# Surf Fishing Rod and Reel



## DannyBoy06 (Jan 31, 2016)

Hi all,

Me and my family will be coming down to Destin this March to do some fishing. I just bought a surf rod/reel combo to use, but I am not sure that the rod is adequate for the type of surf fishing that is done there. The rod is 10ft and has a lure weight of 0.75-2 oz. I have read that the common weight is 4-6 oz, so is this rod too light? The reel has a spool capacity of 20lb/320yrds, which I think is fine. The combo is the Okuma Tundra spinning combo, if anyone knows it. Any advice helps.

Thanks in advance,
- Daniel


----------



## Scouticus (Jul 23, 2015)

You'll be fine, no need to spend a lot of something you may not use a lot. A 2 oz sinker holds fine most days as long as your rod is long enough to hold the line over the waves.


----------



## Pier#r (Oct 2, 2007)

I'm curious what kind of rod that is?

Unless you are fishing exclusively for bull reds, you have a gem of a pompano rod there :thumbsup:


----------



## DannyBoy06 (Jan 31, 2016)

The rod is just a cheap surf fishing combo I picked up at a local outdoors store. I would like to catch bull reds (but really I just wanna catch any fish), what is a pompano rod? And even on a choppy day if I have to use heavier weights, would that rod still be able to throw weights up to 6oz?
Thanks for the help


----------



## johnf (Jan 20, 2012)

I would put some 30# braid on there.

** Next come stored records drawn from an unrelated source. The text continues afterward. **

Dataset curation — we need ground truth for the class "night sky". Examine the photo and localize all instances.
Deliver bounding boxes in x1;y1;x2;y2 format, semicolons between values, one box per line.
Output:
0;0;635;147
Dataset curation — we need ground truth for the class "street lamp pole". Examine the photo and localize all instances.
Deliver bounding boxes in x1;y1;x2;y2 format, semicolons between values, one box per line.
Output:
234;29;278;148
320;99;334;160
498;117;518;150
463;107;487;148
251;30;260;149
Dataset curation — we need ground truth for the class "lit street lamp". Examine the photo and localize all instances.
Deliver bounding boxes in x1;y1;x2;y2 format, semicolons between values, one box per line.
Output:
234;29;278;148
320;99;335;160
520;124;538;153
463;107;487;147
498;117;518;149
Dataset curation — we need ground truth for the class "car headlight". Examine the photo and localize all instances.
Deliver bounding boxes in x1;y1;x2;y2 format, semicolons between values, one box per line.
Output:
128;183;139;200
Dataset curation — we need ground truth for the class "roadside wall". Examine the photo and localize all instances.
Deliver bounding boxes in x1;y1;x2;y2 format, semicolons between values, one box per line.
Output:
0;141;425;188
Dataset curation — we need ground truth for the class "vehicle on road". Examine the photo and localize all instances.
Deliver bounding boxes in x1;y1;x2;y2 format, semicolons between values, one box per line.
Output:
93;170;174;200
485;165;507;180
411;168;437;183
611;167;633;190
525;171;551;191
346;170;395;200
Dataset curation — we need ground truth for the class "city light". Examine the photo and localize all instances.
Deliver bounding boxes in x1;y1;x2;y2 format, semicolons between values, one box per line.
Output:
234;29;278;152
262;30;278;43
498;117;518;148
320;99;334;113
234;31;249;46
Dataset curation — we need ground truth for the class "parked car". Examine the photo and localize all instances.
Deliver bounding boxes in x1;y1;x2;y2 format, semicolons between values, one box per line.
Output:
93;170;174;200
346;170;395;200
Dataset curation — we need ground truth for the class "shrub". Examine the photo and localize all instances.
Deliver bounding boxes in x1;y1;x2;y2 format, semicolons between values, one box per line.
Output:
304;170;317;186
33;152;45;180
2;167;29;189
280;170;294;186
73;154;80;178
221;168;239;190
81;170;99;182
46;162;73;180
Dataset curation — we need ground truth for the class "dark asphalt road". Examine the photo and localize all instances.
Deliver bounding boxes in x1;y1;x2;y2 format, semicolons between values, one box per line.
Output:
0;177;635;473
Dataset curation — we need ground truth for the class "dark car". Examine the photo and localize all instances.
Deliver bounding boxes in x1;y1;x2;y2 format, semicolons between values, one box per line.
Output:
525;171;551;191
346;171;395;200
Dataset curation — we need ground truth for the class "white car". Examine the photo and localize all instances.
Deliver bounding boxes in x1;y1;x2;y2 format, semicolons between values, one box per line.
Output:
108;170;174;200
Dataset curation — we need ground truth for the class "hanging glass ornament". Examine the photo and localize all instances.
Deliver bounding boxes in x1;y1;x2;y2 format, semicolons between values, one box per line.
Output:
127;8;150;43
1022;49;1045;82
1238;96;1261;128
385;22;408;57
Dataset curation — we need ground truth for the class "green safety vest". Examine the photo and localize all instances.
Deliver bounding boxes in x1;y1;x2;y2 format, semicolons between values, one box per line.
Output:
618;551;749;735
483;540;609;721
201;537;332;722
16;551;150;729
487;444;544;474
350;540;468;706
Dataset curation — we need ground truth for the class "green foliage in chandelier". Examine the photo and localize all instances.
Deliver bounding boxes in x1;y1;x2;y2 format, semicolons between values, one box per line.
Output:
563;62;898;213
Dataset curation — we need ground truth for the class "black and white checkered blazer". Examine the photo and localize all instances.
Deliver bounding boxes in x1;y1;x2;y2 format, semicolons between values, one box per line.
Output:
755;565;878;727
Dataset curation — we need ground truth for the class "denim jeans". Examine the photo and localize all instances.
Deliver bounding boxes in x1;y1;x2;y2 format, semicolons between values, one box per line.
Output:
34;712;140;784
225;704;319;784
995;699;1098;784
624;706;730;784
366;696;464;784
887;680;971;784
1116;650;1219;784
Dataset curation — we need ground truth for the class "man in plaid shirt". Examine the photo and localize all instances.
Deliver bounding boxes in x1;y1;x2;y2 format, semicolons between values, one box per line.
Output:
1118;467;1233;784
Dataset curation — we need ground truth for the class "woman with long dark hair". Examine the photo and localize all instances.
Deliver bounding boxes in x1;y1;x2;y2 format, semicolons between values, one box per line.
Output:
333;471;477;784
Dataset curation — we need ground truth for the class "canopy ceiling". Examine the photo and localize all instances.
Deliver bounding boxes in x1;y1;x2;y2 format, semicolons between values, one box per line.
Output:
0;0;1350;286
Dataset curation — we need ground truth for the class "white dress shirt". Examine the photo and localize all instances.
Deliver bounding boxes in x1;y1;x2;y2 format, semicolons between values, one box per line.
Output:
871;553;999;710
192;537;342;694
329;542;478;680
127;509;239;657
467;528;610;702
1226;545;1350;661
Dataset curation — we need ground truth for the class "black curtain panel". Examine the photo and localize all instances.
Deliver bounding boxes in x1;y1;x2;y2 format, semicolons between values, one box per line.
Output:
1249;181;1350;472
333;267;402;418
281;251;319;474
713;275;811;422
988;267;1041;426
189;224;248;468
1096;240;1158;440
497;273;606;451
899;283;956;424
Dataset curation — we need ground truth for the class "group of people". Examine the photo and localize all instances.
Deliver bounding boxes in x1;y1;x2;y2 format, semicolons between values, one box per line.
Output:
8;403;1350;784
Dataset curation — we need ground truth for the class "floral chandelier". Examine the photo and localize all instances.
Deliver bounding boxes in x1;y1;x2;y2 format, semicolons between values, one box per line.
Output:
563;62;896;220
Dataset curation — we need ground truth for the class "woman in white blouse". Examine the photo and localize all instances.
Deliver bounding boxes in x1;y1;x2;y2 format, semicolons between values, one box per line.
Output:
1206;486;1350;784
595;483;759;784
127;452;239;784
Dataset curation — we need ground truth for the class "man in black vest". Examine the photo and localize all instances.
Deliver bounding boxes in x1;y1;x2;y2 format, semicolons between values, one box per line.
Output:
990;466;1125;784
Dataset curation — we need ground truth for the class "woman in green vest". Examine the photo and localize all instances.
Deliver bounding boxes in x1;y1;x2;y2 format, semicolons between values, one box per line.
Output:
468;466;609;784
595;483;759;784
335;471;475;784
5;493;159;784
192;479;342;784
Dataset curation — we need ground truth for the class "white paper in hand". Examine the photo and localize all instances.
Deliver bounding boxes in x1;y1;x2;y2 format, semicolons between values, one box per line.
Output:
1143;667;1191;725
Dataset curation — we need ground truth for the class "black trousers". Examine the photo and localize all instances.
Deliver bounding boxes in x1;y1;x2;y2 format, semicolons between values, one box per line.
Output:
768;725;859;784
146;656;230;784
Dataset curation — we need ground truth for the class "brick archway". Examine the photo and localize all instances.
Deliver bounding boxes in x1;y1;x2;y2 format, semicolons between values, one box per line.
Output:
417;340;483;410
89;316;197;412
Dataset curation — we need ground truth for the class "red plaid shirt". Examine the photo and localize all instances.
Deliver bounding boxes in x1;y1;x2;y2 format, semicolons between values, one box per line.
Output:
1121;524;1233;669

It cast a ton further than mono. If you have to go up on the sinker you can kinda sling it slow and it won't be too tough on your rod. I made the mistake of putting the juice to it my first year surf fishing and broke a rod that wasn't rated for the lead I was slinging. As long as your careful you should be fine.


----------



## Reel Justice (Apr 22, 2014)

It is best to use the 1oz weight =10lb test rule. So 30lb line 3oz of weight. If its not staying put use a surf weight with the prongs on it (sputnik?). But if you want to cast 6oz put a shock leaded on following the same 1=10 run it three or four times on the reel out to the end of the pole and back to the reel. Truth be told you could put what ever weight you need on it but the techniques what makes it go.


----------